As the presidential election of 1952 begins to heat up, so do accusations and counteraccusations concerning communism in America. The “Red Scare”—the widespread belief that international communism was operating in the United States—came to dominate much of the debate between Democrats and Republicans in 1952.
On August 28, 1952, the New York Times front page contained three stories suggesting the impact of the Red Scare on the upcoming election. In the first story, the Republican-dominated Senate Internal Security Subcommittee released a report charging that the Radio Writers Guild was dominated by a small number of communists. The Guild, whose members were responsible for producing more than 90 percent of the programs on radio, had purportedly been run by a small clique of communists for at least the last nine years.
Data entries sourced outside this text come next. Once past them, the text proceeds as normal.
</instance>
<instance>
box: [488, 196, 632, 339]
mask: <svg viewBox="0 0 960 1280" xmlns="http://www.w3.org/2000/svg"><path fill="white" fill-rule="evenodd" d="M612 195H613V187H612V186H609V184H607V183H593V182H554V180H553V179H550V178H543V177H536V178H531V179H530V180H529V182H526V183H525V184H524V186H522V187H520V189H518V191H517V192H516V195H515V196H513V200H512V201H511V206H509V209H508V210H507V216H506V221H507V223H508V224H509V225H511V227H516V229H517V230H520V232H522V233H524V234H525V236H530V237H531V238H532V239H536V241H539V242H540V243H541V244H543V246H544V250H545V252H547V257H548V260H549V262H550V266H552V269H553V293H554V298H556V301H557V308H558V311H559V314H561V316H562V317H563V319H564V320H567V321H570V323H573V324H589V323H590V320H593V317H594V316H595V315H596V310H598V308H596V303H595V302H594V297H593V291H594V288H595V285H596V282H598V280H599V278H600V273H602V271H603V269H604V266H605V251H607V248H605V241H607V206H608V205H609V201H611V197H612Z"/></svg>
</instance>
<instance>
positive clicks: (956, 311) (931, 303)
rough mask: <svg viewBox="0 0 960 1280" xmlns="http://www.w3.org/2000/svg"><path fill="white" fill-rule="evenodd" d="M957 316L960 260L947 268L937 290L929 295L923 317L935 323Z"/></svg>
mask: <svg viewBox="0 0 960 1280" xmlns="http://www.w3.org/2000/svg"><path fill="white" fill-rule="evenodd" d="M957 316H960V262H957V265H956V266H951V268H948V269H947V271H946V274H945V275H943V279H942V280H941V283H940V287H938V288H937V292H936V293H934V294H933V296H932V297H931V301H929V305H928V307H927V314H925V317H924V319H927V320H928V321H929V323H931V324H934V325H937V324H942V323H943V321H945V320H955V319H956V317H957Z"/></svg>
According to the subcommittee report, communist subversion of the Guild was merely one step in a larger effort to control the media of the United States—including radio, television, movies, and book publishing.
The second front-page story was a report that the American Legion was demanding, for the third year in a row, that President Harry S. Truman dismiss Secretary of State Dean Acheson for his lack of vigor in dealing with the communist threat. The Legion report declared that the Department of State was in desperate need of “God-fearing Americans” who had the “intestinal fortitude not to be political puppets.” The organization demanded a quick and victorious settlement of the Korean War, even if this meant expanding the war into China.
The third story provided a counter of sorts to the previous two stories. It reported a speech by Democratic nominee for president Governor Adlai E. Stevenson, in which he strongly criticized those who used “patriotism” as a weapon against their political opponents. In an obvious slap at the Senate Subcommittee and others, such as Senator Joseph McCarthy, Stevenson repeated the words of the writer Dr. Samuel Johnson: “Patriotism is the last refuge of scoundrels.” The governor claimed that it was “shocking” that good Americans, such as Acheson and former secretary of state General George C. Marshall, could be attacked on the grounds that they were unpatriotic.
The three related stories from the front page of the Times indicated just how deeply the Red Scare had penetrated American society. Accusations about communists in the film, radio, and television industries, in the Department of State and the U.S. Army, in all walks of American life, had filled the newspapers and airwaves for years. By 1952, many Americans were convinced that communists were at work in the United States and must be rooted out and hunted down. Republicans and their allies were obviously planning to use the Red Scare to their advantage in the presidential election of that year, while the Democrats were going to have to battle the perception that they had been “soft” on communism during the administration of President Truman (who came to office in 1945 following the death of Franklin D. Roosevelt). The Republicans were eventually victorious, with Dwight D. Eisenhower scoring a victory over Stevenson.